Zimbabwe: Gutu Says Younger Generation Discouraged From Registering to Vote

The voter registration exercise is still unnecessarily cumbersome and is discouraging the younger generation in the country to register as voters, the deputy Minister of Justice said on Friday.

Speaking on SW Radio Africa's Election Watch program, Senator Obert Gutu said there are still a lot of hurdles that people come across if they want to register, especially tenants in urban areas.

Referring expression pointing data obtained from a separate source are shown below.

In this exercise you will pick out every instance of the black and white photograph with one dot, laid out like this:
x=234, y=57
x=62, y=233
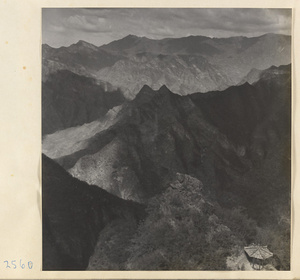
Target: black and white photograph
x=166, y=139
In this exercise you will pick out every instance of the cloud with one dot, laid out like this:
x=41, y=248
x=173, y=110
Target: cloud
x=110, y=24
x=88, y=24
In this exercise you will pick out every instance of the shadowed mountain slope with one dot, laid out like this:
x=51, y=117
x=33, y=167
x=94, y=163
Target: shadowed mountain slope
x=214, y=165
x=74, y=213
x=70, y=100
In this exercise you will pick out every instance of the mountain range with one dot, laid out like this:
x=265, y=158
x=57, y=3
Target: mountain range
x=138, y=175
x=185, y=65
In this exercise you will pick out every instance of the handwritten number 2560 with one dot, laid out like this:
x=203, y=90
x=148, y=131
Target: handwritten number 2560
x=22, y=265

'One needs to have proof of residence to register and this depends on the benevolence of the landlord or landlady to help by supplying a copy of any utility bill. In the rural areas you need a letter from a Sabhuku (headman) and people feel discouraged being tossed from office to office

'An average person will end up giving up because of the amount of time spent trying to get the right papers,' Gutu said, adding that a much simpler way should be found to allow everyone who is qualified and eligible for the registration to do so without any hassles.

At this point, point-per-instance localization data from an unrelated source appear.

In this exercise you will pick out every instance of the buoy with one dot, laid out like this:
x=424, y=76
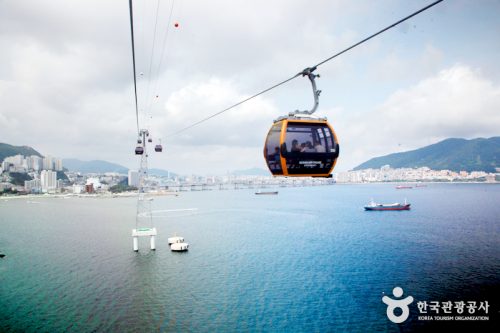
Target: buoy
x=179, y=247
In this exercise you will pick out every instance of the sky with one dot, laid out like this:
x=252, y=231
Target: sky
x=66, y=76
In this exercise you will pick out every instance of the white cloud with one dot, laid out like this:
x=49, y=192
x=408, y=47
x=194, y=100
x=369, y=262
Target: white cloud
x=457, y=102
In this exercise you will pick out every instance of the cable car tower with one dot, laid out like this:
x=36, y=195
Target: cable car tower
x=144, y=218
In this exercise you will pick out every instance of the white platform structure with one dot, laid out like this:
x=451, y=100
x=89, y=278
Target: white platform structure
x=144, y=232
x=179, y=247
x=175, y=239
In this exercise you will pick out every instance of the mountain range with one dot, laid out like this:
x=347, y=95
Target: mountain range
x=7, y=150
x=450, y=154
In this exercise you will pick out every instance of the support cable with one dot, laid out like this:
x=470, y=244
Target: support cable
x=309, y=69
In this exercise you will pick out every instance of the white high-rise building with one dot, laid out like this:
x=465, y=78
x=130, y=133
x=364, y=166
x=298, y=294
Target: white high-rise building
x=48, y=180
x=36, y=163
x=48, y=163
x=58, y=164
x=133, y=178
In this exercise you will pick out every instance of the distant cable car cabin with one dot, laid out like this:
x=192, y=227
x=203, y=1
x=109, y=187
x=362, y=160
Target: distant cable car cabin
x=302, y=146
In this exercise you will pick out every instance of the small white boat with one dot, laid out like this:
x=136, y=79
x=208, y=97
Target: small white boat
x=179, y=247
x=175, y=240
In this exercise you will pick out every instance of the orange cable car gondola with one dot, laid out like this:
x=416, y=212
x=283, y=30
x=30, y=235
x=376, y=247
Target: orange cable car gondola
x=302, y=146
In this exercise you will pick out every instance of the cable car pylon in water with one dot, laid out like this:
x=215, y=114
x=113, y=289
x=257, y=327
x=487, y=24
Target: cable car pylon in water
x=300, y=145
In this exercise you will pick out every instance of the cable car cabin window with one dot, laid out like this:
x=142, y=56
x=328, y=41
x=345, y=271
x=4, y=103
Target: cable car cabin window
x=309, y=149
x=272, y=149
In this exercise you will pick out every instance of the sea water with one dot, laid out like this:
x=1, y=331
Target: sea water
x=307, y=259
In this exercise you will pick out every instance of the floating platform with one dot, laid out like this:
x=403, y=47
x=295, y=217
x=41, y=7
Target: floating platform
x=144, y=232
x=175, y=239
x=179, y=247
x=266, y=192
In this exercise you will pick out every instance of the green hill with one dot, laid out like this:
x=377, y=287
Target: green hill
x=450, y=154
x=7, y=150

The Senator explained that these were some of the issues that were tackled during a two hour meeting between Prime Minister Morgan Tsvangirai, the top hierarchy of the Zimbabwe Electoral Commission (ZEC) and several cabinet ministers.

'The Prime Minister wanted to hear it from the horse's mouth the state of the preparedness of ZEC to hold the referendum and the elections next year. This was an amicable and candid meeting where ZEC were able to explain some of their pitfalls as a result of lack of resources,' Gutu added.

He continued: 'They mentioned the state of the voters' roll, which is still shambolic and which they said would take up to 18 months to clean up.

ZEC admitted the voters' roll still contained a staggering number of individuals who are not supposed to be on the list. Gutu said this scenario poses a big threat to plans to hold clean and credible general elections next year.

'They painted a not-so-rosy picture of the voters' roll during the meeting,' Gutu said, amid reports it had an unusually high number of older voters between the ages of 65 to 100.

The registrar-general Tobaiwa Mudede has been accused of deliberately manipulating the roll in favour of President Robert Mugabe's regime.

However, Gutu said there is no evidence yet that the new independent ZEC will try to deliberately manipulate the figures to subvert the electoral process.

'It is crucial that ZEC cleans up the roll of dead voters if we are to have clean, free and fair elections. A clean voters' roll is the basis upon which we can have genuinely free and fair elections.

'On the other hand a defective roll can destabilise the electoral outcome and raises questions of legitimacy of the whole exercise,' the Senator explained.